When cached_tokens is greater than zero, those tokens were served from cache and billed at the discounted cached input rate rather than the standard input rate.

Best practices

  • Cache your system prompt — System prompts are the best candidates for caching since they stay the same across requests. Place cache_control on the system message for Claude, or rely on automatic caching for OpenAI and Gemini.
  • Cache tool definitions — If you use the same tools across multiple requests, the tool definitions in your prompt are automatically eligible for caching.
  • Order messages for maximum cache hits — Put static content (system prompt, tool definitions) at the beginning of the message array. Content before the cache breakpoint is more likely to match across requests.
  • Monitor cache metrics — Check prompt_tokens_details.cached_tokens in responses to verify caching is working and estimate your cost savings.

API reference

Request

Top-level request parameters

These fields are set at the top level of the request body:

KeyTypeRequired?Description
cache_controlobjectNoDefault cache control applied to the entire request (Claude models). When set at the request level, it acts as a default for all messages. Contains type and optional ttl.
prompt_cache_retentionstringNoControls cache retention duration (OpenAI models). Passed through to OpenAI’s API.
prompt_cache_keystringNoCustom cache key for grouping requests (OpenAI models).

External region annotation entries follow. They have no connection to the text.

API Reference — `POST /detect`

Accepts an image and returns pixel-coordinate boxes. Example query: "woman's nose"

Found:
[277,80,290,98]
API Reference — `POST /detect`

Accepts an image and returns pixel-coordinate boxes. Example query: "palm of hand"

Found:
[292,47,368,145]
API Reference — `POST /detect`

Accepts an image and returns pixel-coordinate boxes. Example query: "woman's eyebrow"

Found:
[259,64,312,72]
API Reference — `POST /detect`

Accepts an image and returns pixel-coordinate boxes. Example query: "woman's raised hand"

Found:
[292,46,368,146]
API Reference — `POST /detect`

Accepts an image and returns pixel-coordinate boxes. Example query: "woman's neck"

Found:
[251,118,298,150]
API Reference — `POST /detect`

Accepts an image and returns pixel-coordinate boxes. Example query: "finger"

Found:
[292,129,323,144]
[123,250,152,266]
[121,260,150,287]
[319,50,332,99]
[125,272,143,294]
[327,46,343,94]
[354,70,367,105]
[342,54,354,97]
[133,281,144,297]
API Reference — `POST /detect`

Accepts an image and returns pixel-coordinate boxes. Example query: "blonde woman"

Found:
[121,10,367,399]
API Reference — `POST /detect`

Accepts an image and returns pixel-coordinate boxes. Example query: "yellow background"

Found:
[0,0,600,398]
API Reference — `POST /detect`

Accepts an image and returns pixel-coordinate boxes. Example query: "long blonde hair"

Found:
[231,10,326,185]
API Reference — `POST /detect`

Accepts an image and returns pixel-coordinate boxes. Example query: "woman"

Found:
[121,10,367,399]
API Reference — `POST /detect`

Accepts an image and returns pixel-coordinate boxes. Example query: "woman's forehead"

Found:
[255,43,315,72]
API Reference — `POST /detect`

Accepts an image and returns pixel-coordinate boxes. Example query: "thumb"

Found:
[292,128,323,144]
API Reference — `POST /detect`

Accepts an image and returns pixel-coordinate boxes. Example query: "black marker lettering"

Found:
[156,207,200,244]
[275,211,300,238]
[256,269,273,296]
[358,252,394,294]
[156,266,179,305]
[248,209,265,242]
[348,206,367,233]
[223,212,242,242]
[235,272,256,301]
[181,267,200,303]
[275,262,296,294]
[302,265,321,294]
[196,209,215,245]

Message-level cache_control

The cache_control field can also be set on individual messages. Message-level cache_control lets you mark specific cache breakpoints — the provider caches all content up to and including the marked message. This is the recommended approach for Claude models.

KeyTypeRequired?Description
cache_controlobjectNoCache control for this specific message. Marks a cache breakpoint at this position in the conversation.

Cache control object

The cache_control object has the same structure whether used at the request level or message level:

KeyTypeRequired?Description
typestringYesThe cache type. Use "ephemeral" for standard caching.
ttlstringNoTime-to-live for the cached content (Gateway extension — not part of Anthropic’s native API).

Response

Usage fields for cache metrics

KeyTypeDescription
usage.prompt_tokens_details.cached_tokensnumberInput tokens served from cache.
usage.prompt_tokens_details.cache_creation.ephemeral_5m_input_tokensnumberTokens written to 5-minute cache.
usage.prompt_tokens_details.cache_creation.ephemeral_1h_input_tokensnumberTokens written to 1-hour cache.